What’s on Your Mind Now?
Mindmapping, visually presenting the association of concepts and ideas, is a great way to get those racing thoughts from your head out where you can see them, organize them, and begin to work with them. It’s easy enough to do with a pencil and paper, but pencils and paper can be limiting. They require that you have an eraser and paper strong enough to stand up to changes you might make.
Mindmaps also have more formal uses. They make great visuals for explaining concepts.
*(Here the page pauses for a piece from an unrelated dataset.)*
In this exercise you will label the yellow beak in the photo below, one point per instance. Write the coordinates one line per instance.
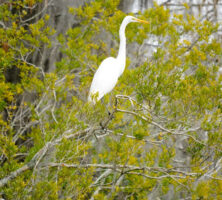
(142, 21)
Within the structure of a single mindmap, such as this one (click to enlarge) —
— you can lay out a complex concept for a business presentation.
Until now, the problem has been that to use mindmapping in that fashion required expensive software.
Thanks to OpenLearn that’s changed! Turn the page to learn about Compendium — It’s FREE!
Compendium from OpenLearn
Improbulus at A Consuming Experience has alerted us to OpenLearn’s Compendium Mindmapping Software. OpenLearn is the Lab Space and the website of the UK’s Open University. Open Learn provides the courseware and materials to support Open U’s adult distance learning, continuing education offerings.
There’s no need to enrol, in complete generosity, Open University via OpenLearn has made Compendium downloads available for everyone. They offer versions for Mac OS X, Windows, and Linux. (It requires Java, but Java is provided.) OpenLearn also supports Compendium with tutorials.
Improbulus has this to say.
I’ve installed it but haven’t played much with it yet. It seems to have a decent number of keyboard shortcuts, one of my main personal requirements, at least – yay! More if/when I’ve tinkered further with it. But it’s free, so do give it a go if you’re looking for “knowledge mapping”, “concept mapping” or mind mapping tools. (There’s also other free open source software for mindmapping available, e.g. Freemind, also for Windows, Mac OS X and Linux – I’ve downloaded it myself but again not had a chance to compare them yet).
Improbulus has one of the best minds on the Internet.
I downloaded it myself and played with it. I only had to complete one tutorial to know my way around. The software is intuitive and easy to manipulate. In fact, I found it less cumbersome than its more expensive, commercial “older brother.”